The Council for the Defence of the British Universities (CDBU) is a group of individuals who express worries about the long-term direction of higher education policy in the United Kingdom and lobby for fundamental changes. They particularly oppose the marketisation of Higher Education in the country.

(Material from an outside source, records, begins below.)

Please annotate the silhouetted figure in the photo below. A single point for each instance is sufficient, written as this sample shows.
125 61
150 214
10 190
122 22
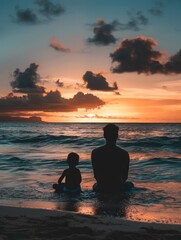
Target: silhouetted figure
72 176
110 163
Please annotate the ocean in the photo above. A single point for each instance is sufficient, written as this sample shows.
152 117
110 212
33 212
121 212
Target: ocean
33 155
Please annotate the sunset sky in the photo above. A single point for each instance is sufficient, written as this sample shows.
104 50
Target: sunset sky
91 60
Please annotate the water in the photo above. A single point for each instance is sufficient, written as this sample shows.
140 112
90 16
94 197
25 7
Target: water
33 155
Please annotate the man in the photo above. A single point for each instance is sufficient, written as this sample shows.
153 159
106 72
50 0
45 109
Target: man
110 163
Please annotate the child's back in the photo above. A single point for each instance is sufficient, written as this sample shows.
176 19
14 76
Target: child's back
72 176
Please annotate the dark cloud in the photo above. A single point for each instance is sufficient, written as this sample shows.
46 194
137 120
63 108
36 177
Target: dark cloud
26 16
97 82
49 102
157 10
103 33
174 63
26 82
59 84
58 46
49 9
138 55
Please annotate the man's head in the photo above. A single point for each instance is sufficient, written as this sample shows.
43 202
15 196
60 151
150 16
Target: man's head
111 133
72 159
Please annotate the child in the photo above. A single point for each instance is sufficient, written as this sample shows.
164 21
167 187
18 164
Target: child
72 176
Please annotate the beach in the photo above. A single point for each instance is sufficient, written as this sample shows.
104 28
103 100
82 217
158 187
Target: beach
31 223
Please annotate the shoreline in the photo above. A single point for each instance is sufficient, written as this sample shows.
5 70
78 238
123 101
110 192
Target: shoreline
36 223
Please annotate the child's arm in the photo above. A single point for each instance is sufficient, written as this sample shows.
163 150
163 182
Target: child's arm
80 177
61 177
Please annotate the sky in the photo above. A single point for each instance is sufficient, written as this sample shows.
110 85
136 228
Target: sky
91 61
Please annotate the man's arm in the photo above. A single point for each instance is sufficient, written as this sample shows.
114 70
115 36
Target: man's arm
61 177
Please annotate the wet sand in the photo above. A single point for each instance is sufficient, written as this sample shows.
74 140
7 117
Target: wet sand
30 223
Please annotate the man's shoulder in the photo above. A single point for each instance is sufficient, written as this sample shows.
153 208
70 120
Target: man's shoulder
121 150
98 149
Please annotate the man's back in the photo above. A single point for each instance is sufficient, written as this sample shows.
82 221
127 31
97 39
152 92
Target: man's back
110 166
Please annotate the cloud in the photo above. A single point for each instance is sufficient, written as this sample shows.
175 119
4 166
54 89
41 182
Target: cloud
157 10
59 84
107 117
97 82
49 102
26 82
26 16
103 33
49 9
58 46
137 20
138 55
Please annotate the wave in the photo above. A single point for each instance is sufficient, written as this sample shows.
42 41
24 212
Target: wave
154 142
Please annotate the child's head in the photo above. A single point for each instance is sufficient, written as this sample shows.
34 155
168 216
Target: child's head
73 159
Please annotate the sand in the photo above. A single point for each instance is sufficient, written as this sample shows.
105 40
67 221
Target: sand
19 223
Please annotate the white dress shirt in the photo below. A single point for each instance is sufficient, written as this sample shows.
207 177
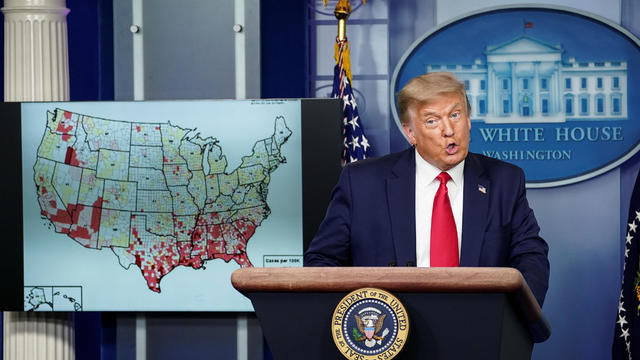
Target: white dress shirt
426 188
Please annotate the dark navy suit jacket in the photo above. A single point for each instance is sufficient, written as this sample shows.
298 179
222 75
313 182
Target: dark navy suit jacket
370 220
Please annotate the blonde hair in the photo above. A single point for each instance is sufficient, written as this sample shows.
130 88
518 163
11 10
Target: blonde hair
424 88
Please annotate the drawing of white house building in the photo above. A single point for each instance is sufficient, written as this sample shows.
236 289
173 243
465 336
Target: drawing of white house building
526 81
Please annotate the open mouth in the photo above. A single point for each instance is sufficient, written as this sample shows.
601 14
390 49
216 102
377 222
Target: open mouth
451 148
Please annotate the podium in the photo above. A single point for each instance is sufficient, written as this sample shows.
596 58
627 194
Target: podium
454 313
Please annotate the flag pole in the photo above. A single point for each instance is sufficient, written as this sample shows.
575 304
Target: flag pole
355 144
342 12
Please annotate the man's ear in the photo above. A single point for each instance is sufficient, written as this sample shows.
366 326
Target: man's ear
408 132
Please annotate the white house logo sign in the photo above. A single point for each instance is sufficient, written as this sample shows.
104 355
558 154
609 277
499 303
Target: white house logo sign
550 89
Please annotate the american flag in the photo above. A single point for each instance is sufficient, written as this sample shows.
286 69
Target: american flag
626 339
355 143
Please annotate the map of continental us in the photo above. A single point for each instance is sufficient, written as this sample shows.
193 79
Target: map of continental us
159 196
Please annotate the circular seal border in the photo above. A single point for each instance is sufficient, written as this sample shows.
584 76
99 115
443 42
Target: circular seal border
576 178
357 297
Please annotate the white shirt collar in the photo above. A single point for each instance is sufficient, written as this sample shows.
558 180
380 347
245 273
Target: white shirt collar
427 173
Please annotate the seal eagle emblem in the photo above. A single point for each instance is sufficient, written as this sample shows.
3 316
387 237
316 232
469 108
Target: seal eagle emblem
371 323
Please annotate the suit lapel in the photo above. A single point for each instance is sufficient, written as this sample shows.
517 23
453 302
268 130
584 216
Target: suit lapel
402 209
474 211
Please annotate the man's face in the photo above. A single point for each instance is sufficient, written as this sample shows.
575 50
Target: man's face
440 130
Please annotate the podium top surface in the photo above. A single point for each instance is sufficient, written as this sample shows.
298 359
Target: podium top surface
394 279
407 279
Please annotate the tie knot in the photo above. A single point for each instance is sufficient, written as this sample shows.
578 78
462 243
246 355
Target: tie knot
444 177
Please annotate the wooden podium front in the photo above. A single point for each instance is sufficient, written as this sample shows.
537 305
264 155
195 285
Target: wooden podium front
454 313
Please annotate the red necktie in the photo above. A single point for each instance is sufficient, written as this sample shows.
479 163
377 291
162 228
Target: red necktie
444 236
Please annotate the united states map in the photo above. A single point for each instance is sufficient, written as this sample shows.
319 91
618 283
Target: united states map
158 195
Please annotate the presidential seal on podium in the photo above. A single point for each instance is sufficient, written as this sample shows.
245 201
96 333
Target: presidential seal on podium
370 323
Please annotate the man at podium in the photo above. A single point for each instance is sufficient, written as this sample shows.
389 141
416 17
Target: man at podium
434 204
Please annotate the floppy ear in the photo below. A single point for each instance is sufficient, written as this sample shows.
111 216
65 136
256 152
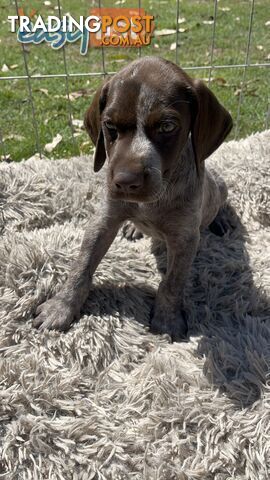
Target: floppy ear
93 126
211 122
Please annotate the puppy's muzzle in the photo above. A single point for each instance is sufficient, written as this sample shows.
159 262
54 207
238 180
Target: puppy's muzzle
128 182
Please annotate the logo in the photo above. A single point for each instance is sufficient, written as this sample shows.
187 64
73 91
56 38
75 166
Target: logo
103 27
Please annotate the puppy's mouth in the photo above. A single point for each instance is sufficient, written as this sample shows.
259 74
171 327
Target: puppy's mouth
145 186
144 197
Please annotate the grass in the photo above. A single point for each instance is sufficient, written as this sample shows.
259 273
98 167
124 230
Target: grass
52 108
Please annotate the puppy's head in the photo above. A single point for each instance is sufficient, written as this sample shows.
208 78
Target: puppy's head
140 121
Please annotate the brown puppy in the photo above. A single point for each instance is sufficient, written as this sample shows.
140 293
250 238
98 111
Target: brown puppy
155 126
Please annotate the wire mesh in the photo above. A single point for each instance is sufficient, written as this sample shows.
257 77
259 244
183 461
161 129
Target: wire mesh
246 65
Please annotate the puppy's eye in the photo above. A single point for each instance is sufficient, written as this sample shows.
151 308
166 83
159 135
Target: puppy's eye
167 127
110 126
112 129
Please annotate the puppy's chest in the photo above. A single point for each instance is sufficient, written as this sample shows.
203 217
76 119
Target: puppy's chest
154 222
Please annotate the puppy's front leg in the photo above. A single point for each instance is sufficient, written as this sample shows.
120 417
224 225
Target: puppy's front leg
167 316
58 312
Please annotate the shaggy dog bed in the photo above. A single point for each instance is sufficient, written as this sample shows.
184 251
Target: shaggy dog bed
108 399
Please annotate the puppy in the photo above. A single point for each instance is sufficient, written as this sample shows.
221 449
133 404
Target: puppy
154 126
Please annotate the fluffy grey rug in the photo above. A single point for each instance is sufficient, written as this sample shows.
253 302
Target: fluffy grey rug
108 399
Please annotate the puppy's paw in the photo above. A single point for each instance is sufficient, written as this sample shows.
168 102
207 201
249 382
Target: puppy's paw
54 314
130 232
169 321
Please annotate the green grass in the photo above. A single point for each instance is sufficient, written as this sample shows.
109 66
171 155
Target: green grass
51 106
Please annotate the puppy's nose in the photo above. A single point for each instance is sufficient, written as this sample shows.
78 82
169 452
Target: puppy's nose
128 181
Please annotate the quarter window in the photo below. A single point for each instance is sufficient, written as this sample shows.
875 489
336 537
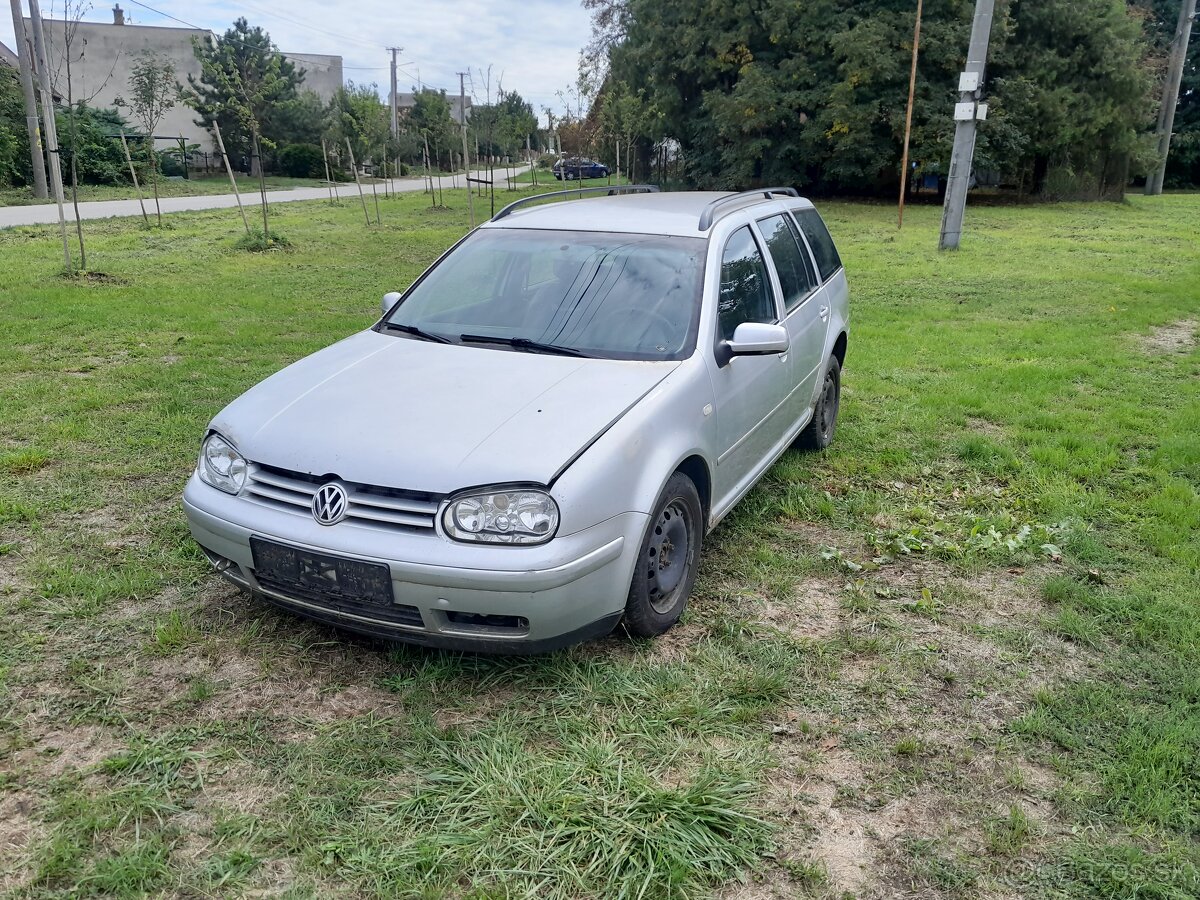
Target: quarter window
828 262
745 292
791 261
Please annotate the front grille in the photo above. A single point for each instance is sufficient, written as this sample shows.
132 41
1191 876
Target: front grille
371 505
396 613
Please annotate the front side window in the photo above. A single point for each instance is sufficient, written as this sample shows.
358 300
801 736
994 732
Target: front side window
745 293
790 258
597 293
828 262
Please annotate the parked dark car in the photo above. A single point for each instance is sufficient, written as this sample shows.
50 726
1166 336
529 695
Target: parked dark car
574 168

The CDBU was founded in November 2012
by 66 founding members, including
Sir Michael Atiyah, 
Sir David Attenborough,
Alan Bennett,
Sir Colin Blakemore,
Dame Ruth Deech, Baroness Deech,
Marcus du Sautoy,
Sir Deian Hopkin,
Sir Tim Hunt,
Sir Paul Nurse,
Dame Bridget Ogilvie,
David Pannick, Baron Pannick,
Sir Roger Penrose,
Martin Rees, Baron Rees of Ludlow,
Quentin Skinner, and
Sir Peter Swinnerton-Dyer.
It is incorporated in England as a not for profit company limited by guarantee.

Governance
The CDBU is run by an executive committee whose chair is Gordon Campbell. Current members of the executive committee are Dorothy Bishop, John Dainton, Tim Horder, Howard Hotson, Stephen Huggett,
James Ladyman, Sir Peter Scott, Anne Sheppard, Rowan Tomlinson, and David Wolton.
The current chair of the board of trustees (since 2020) is Rowan Williams, Baron Williams of Oystermouth.

Campaigns and activities
CDBU's three main campaigns are dealing with the Teaching Excellence Framework (TEF), precarious employment in Higher Education, and private for-profit universities. CDBU organises events
and annual lectures; the speaker of the 2019 CDBU lecture was Stephen Toope, the Vice Chancellor of Cambridge University.